Elastic N.V. announced this week that Elastic Cloud, a subscription instance of an observability platform based on the open source Elasticsearch engine, is generally available on Kubernetes.
Anurag Gupta, principal product manager for Elastic Cloud, deploying Elastic Cloud for Kubernetes (ECK) eliminates the need to invoke an instance of the platform running outside their Kubernetes environment.
Elastic has been working on ECK since last May. ECK provides DevOps teams access to logs, metrics and application performance management (APM) capabilities along with security information event management (SIEM), machine learning and lifecycle management tools. As part of this effort, Elastic is making available a free-forever Basic tier instance of ECK.
In addition, Elastic has made available Docker images for both Elasticsearch and Kibana, an open source visualization tool, as well as Operators and Elastic Helm Charts to make it easier to deploy, manage and update instances of Elasticsearch running on Kubernetes. ECK is designed to be deployed on Kubernetes clusters using a single one-line-of-code command.

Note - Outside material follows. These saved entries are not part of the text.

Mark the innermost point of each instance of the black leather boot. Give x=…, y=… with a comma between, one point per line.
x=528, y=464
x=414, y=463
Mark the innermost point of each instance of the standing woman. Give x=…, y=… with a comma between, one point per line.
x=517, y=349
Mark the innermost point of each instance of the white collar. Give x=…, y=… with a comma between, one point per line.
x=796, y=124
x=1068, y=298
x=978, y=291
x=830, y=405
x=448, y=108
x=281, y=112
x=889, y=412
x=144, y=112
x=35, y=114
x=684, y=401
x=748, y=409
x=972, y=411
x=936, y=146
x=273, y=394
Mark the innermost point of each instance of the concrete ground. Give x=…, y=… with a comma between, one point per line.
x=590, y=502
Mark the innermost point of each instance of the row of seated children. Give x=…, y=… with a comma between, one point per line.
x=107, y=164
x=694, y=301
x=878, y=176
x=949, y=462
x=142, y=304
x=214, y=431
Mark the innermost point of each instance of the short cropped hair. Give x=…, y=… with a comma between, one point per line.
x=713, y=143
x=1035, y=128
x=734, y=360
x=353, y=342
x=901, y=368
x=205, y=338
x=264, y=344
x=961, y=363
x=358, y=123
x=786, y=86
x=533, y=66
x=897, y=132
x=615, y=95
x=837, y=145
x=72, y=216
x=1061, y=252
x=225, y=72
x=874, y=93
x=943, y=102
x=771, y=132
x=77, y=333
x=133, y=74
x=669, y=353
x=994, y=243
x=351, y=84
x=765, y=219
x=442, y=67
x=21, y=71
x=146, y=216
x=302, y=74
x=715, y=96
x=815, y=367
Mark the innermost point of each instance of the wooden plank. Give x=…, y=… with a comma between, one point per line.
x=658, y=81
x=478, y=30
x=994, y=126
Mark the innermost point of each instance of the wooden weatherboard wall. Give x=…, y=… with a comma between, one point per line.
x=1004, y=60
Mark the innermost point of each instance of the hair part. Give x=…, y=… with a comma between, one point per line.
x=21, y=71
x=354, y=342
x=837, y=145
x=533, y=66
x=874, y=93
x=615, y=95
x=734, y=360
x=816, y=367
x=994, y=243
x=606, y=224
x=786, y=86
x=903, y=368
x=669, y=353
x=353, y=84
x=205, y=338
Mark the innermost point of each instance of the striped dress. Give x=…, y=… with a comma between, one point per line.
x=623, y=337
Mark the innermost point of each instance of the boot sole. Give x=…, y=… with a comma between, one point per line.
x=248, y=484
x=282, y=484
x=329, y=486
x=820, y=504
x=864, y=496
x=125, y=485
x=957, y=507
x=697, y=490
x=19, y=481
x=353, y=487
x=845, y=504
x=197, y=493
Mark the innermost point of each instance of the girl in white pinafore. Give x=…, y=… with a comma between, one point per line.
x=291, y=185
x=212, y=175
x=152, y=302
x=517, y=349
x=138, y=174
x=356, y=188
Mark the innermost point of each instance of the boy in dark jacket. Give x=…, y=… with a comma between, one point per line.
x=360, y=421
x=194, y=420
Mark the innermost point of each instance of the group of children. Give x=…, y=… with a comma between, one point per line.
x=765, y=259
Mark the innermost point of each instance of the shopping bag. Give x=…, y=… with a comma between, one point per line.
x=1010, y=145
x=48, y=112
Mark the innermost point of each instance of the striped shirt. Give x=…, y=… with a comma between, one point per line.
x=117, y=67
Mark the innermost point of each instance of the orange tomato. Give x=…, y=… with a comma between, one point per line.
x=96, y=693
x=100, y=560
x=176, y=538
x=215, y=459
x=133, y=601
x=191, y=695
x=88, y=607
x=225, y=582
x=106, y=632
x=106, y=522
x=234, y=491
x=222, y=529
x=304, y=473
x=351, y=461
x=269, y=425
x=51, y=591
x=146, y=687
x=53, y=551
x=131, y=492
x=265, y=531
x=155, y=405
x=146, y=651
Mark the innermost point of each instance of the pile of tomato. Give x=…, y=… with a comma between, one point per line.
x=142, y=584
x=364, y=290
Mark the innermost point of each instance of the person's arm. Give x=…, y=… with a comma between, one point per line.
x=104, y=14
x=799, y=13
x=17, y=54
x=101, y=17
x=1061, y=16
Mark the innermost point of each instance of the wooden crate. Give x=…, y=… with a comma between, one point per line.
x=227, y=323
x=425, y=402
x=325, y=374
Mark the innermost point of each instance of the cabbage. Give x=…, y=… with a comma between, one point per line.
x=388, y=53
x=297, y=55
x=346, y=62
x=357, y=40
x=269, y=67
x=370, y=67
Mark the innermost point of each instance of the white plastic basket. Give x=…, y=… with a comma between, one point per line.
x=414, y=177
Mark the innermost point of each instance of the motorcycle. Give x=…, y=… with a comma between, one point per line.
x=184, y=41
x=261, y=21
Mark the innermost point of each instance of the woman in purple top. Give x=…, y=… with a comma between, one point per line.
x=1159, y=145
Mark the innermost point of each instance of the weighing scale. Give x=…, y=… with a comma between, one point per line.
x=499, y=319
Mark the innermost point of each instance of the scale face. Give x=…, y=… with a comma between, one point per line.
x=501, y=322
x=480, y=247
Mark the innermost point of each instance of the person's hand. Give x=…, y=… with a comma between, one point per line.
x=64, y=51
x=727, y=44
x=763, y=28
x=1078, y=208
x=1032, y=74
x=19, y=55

Collectively, Elasticsearch and Kibana along with tools such a Beats and Logstash make up an open source Elastic Stack (ELK) that has gained traction as a method to provide observability within organizations that have adopted best DevOps practices. ELK enables DevOps teams to capture data from any type of source regardless of format and search, analyze and visualize that data in real-time.

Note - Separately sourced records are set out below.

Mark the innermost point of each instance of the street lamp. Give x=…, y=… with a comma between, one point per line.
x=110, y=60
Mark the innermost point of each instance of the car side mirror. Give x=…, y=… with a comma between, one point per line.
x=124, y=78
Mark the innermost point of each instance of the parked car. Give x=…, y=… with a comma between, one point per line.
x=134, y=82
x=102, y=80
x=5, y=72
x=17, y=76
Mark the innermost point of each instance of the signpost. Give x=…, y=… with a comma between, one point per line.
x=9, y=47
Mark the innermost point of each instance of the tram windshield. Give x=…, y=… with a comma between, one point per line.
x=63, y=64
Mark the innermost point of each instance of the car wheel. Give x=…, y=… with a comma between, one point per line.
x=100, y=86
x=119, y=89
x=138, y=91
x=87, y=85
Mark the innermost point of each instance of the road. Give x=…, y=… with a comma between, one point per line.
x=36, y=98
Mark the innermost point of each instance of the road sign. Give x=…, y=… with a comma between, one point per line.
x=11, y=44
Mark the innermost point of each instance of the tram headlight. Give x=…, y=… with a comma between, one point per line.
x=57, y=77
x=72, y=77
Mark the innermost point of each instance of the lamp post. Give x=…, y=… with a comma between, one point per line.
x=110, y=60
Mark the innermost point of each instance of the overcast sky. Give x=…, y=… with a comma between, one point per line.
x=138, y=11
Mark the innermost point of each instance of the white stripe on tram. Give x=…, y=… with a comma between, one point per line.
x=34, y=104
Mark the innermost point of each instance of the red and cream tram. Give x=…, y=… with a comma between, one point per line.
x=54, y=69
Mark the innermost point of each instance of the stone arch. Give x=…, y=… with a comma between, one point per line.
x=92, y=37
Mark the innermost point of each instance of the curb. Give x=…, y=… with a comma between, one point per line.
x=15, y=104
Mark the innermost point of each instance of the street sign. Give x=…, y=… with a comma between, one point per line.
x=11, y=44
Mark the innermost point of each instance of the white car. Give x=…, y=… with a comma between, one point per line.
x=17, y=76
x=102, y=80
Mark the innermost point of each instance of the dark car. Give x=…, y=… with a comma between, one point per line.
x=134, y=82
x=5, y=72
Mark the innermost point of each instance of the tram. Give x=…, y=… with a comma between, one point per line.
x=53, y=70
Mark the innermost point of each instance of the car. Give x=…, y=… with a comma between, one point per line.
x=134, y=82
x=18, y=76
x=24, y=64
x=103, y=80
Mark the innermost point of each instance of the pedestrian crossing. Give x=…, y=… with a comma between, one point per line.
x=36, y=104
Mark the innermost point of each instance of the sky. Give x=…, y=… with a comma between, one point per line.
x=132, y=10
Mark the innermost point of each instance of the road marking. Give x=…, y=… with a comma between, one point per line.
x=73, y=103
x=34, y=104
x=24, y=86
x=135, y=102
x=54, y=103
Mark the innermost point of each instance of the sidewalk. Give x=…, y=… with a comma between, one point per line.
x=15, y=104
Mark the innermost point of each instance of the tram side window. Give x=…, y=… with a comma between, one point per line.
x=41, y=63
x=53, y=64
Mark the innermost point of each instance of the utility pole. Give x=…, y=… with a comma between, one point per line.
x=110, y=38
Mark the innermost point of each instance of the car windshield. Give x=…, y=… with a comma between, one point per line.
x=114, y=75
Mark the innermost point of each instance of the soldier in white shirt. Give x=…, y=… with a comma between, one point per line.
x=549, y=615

While ELK has been available for some time, the platform is gaining traction in the microservices era. Given all the dependencies that exist between microservices, Gupta notes DevOps teams need a platform that enables them to troubleshoot issues in real-time. With microservices increasingly being built and deployed using containers running on Kubernetes clusters, Gupta says interest in employing ECK is rising.

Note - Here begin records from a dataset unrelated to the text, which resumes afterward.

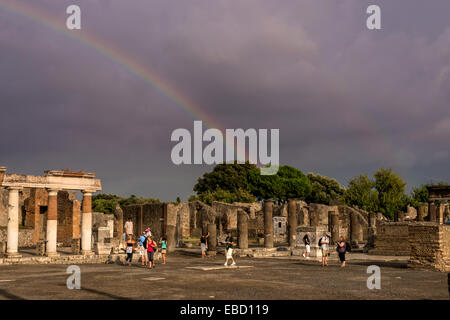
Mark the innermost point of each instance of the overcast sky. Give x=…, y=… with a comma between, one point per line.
x=347, y=100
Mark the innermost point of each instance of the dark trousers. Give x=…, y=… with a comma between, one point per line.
x=129, y=257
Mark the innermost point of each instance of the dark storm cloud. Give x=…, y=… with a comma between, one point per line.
x=346, y=99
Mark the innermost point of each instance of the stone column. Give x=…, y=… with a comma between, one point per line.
x=52, y=222
x=440, y=213
x=334, y=226
x=431, y=212
x=268, y=224
x=420, y=213
x=13, y=223
x=171, y=241
x=212, y=239
x=86, y=224
x=242, y=229
x=372, y=219
x=356, y=229
x=292, y=222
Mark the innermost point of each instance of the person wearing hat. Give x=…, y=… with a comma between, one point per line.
x=324, y=243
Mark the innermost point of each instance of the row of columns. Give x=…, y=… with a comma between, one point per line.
x=52, y=222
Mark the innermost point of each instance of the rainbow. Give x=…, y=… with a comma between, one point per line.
x=121, y=58
x=143, y=72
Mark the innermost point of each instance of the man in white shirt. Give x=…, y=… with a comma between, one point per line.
x=324, y=243
x=128, y=227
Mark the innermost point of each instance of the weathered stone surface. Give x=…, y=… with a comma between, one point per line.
x=392, y=239
x=268, y=227
x=430, y=245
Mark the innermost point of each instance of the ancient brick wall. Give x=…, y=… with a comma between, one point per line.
x=146, y=216
x=430, y=245
x=392, y=239
x=25, y=237
x=3, y=207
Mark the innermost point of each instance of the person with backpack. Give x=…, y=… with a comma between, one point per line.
x=204, y=244
x=342, y=248
x=151, y=249
x=163, y=242
x=323, y=244
x=229, y=242
x=142, y=249
x=130, y=249
x=307, y=241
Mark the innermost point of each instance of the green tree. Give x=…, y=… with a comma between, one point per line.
x=361, y=193
x=391, y=192
x=288, y=182
x=225, y=196
x=228, y=177
x=324, y=189
x=107, y=203
x=419, y=196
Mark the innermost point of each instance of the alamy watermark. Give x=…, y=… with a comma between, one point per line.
x=74, y=280
x=235, y=147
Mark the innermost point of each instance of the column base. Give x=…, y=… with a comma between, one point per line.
x=87, y=252
x=52, y=254
x=13, y=255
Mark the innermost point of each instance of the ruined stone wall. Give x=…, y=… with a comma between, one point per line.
x=146, y=216
x=3, y=207
x=25, y=237
x=68, y=227
x=280, y=234
x=392, y=239
x=183, y=211
x=227, y=214
x=430, y=245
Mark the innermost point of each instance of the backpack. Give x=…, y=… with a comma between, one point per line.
x=348, y=247
x=145, y=243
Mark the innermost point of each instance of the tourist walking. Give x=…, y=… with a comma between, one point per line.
x=142, y=249
x=342, y=249
x=307, y=241
x=151, y=249
x=130, y=249
x=128, y=227
x=204, y=244
x=163, y=242
x=324, y=243
x=229, y=242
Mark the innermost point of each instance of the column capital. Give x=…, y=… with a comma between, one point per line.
x=14, y=188
x=52, y=191
x=87, y=192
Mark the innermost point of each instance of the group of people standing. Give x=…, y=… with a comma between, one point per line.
x=229, y=243
x=342, y=247
x=146, y=245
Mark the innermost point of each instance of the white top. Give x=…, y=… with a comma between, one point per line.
x=129, y=227
x=324, y=241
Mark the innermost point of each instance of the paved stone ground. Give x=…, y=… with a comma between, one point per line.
x=266, y=278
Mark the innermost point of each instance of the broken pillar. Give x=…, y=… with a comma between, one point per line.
x=292, y=222
x=242, y=227
x=86, y=223
x=268, y=225
x=356, y=228
x=431, y=212
x=334, y=226
x=421, y=213
x=440, y=213
x=212, y=239
x=52, y=222
x=12, y=244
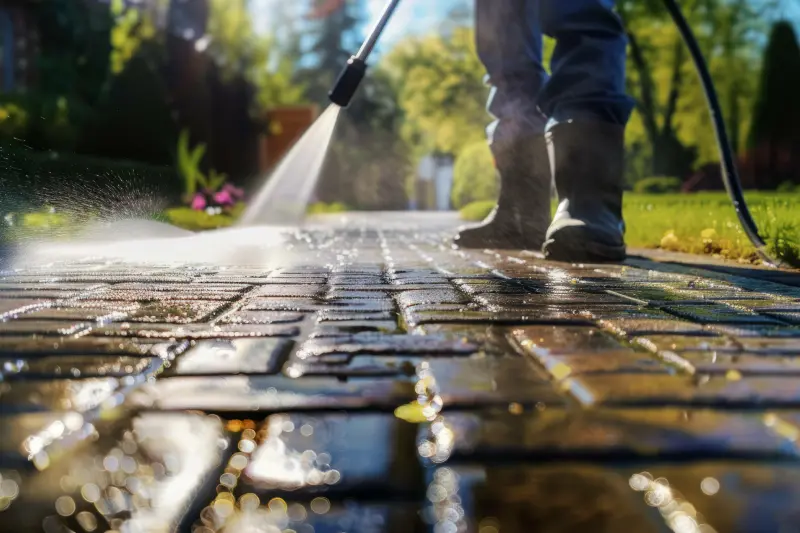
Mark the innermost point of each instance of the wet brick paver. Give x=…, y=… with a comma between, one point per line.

Next up, Gupta says Elastic will integrate ECK with the open source Prometheus monitoring tool being developed under the auspices of the Cloud Native Computing Foundation (CNCF), in addition to being able to consume data generated by open source OpenTelemetry software, a set of application programming interfaces (APIs) and libraries for building agent software. Elastic is also committing to building a dedicated user interface for ECK and adding richer APIs and autoscaling capabilities.
As a set of open source tools, ELK appeals to DevOps teams that want to be able to access a rich set of tools without having to get anyone from the purchasing department involved. How many organizations will extend that interest to include a subscription license remains to be seen. Once they achieve any level of dependency on open source software, most organizations look for a vendor to support and curate the platform.
Regardless of the observability platform selected, IT organizations that embrace microservices running on Kubernetes will require some way to understand what is happening while they can still do something about it. In fact, without that level of observability, embracing best DevOps practices is all but impossible.